History, for Hegel, is not a sequence of events produced by human decisions, natural causes, and accidents. It is the self-development of Spirit — the process by which Spirit comes to know itself as free. Each civilisation is a moment in this development: a particular, limited expression of Spirit's self-understanding that contains within itself the contradictions that will drive it toward the next moment. The movement is not mechanical but dialectical: Spirit externalises itself, encounters itself as alien, and returns to itself enriched.
Hegel organises world history into four great realms, each corresponding to a stage of Spirit's self-consciousness. The Oriental world (China, India, Persia) knows only that one is free — the despot. The Greek world knows that some are free — the citizens of the polis. The Roman world knows that citizens in general have rights, but freedom is still external and legal rather than inward. The Germanic world, culminating in the modern Protestant state, finally knows that all are free — freedom as the universal principle of political life.
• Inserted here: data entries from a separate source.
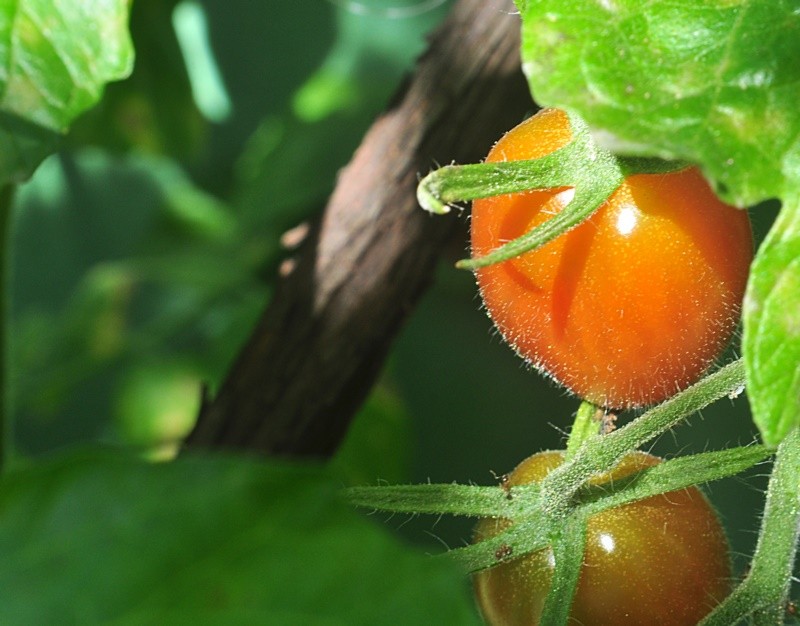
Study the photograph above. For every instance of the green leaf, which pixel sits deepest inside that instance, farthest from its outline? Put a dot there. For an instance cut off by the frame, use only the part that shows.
(55, 59)
(97, 538)
(715, 82)
(771, 340)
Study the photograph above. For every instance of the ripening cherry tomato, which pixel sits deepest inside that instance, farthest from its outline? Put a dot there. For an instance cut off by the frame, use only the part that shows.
(663, 560)
(632, 305)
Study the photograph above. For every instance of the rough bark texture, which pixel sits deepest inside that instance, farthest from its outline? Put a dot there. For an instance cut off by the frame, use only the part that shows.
(322, 341)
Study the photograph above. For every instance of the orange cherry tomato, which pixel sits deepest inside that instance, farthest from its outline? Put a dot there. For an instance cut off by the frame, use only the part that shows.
(632, 305)
(662, 561)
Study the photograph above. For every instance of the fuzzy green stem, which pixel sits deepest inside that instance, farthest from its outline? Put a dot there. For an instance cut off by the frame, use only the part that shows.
(568, 549)
(765, 590)
(6, 214)
(585, 426)
(601, 454)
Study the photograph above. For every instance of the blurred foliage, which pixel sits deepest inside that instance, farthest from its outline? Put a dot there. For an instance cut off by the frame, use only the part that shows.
(96, 538)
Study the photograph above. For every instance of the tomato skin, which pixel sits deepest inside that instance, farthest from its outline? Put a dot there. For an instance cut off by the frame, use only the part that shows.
(630, 306)
(659, 561)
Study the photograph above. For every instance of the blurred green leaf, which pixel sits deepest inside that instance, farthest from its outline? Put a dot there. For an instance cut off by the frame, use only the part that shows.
(93, 538)
(378, 443)
(56, 59)
(771, 340)
(157, 406)
(713, 82)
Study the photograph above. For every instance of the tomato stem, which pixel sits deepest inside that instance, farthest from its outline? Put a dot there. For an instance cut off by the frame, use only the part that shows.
(766, 588)
(601, 454)
(568, 549)
(586, 425)
(459, 183)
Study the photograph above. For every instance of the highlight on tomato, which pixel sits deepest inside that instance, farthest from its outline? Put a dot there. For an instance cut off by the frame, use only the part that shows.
(635, 303)
(661, 560)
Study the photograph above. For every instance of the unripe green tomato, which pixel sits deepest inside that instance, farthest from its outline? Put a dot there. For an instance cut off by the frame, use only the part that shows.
(662, 561)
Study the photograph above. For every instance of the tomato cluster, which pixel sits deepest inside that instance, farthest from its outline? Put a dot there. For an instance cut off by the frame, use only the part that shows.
(661, 560)
(626, 309)
(632, 305)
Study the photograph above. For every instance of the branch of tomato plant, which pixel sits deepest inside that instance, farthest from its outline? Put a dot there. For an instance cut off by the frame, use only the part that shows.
(600, 454)
(568, 548)
(6, 214)
(585, 425)
(593, 173)
(540, 527)
(764, 591)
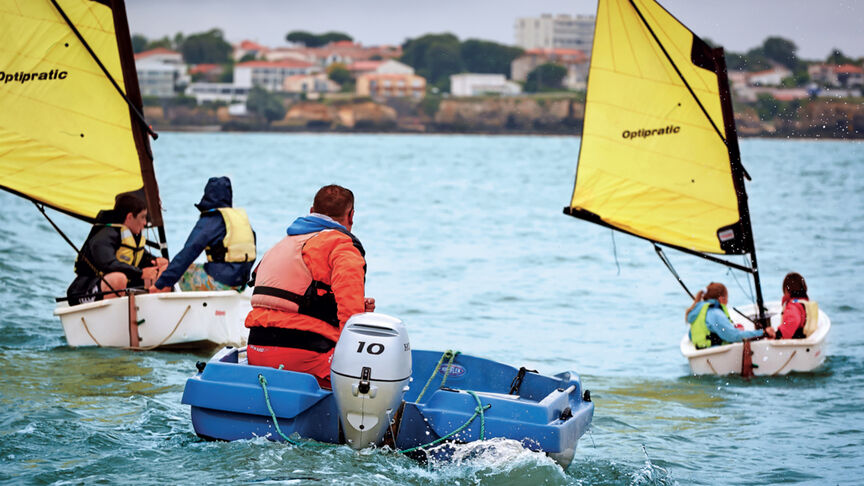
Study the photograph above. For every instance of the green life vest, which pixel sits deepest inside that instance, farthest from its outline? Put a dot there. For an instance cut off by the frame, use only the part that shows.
(700, 336)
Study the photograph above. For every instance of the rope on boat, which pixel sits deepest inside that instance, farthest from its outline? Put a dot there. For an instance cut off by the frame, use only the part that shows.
(176, 326)
(447, 354)
(263, 382)
(478, 410)
(86, 328)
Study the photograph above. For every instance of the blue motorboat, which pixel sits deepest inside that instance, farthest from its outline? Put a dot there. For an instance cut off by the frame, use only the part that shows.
(443, 398)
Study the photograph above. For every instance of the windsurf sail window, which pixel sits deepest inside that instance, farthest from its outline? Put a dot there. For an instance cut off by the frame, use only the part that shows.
(71, 134)
(657, 158)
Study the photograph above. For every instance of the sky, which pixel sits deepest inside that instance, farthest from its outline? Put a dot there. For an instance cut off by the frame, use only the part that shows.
(815, 26)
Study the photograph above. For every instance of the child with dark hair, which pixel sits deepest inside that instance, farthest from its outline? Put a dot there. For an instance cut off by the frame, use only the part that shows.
(114, 256)
(709, 320)
(795, 305)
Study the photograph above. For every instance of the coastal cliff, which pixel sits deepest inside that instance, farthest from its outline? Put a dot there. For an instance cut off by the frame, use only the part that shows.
(540, 115)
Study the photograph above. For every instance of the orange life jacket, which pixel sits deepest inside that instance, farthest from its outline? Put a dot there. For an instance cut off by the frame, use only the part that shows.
(295, 276)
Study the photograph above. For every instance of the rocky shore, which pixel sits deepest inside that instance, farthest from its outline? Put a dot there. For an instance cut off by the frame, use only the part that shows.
(534, 115)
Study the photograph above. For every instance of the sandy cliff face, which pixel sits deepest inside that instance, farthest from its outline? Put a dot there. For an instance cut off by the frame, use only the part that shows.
(363, 115)
(507, 114)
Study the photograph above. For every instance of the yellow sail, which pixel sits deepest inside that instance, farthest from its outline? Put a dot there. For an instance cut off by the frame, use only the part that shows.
(654, 160)
(66, 135)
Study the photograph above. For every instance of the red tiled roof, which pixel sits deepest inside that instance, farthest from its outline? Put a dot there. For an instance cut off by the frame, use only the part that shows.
(364, 65)
(848, 69)
(252, 46)
(203, 68)
(283, 63)
(390, 76)
(574, 54)
(153, 52)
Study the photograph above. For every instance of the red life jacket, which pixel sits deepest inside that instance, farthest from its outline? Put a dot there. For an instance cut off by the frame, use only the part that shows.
(283, 282)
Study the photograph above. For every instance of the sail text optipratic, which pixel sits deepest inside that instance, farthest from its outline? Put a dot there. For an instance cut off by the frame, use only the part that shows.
(24, 77)
(648, 132)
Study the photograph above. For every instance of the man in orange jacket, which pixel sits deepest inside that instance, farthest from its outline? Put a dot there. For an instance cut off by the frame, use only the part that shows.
(306, 288)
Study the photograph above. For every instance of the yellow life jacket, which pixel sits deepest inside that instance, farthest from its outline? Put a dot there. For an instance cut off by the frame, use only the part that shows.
(700, 336)
(811, 313)
(131, 247)
(239, 242)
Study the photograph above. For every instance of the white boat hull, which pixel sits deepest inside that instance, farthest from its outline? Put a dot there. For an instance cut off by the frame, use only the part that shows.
(176, 320)
(770, 357)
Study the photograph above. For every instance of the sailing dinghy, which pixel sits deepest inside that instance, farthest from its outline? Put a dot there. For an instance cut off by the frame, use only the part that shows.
(659, 160)
(72, 137)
Hegel's framework has been subjected to devastating critique as a rationalisation of European imperialism. His relegation of African history to "pre-historical" and his subordination of Asian civilisations to mere precursors of European modernity reflect both the ignorance and the prejudice of his era. Postcolonial thinkers from Fanon to Spivak have argued that the World Spirit is a philosophical mask for European self-assertion. This critique is valid and cannot be set aside; but it need not entail rejecting every feature of Hegel's philosophy of history.
Hegel's World Spirit should be distinguished from his more specific concept of Volksgeist — the spirit of a particular people, the particular cultural and institutional shape that Spirit takes in a given nation at a given time. World Spirit is the movement through all Volksgeister, the trajectory in which each particular spirit is aufgehoben.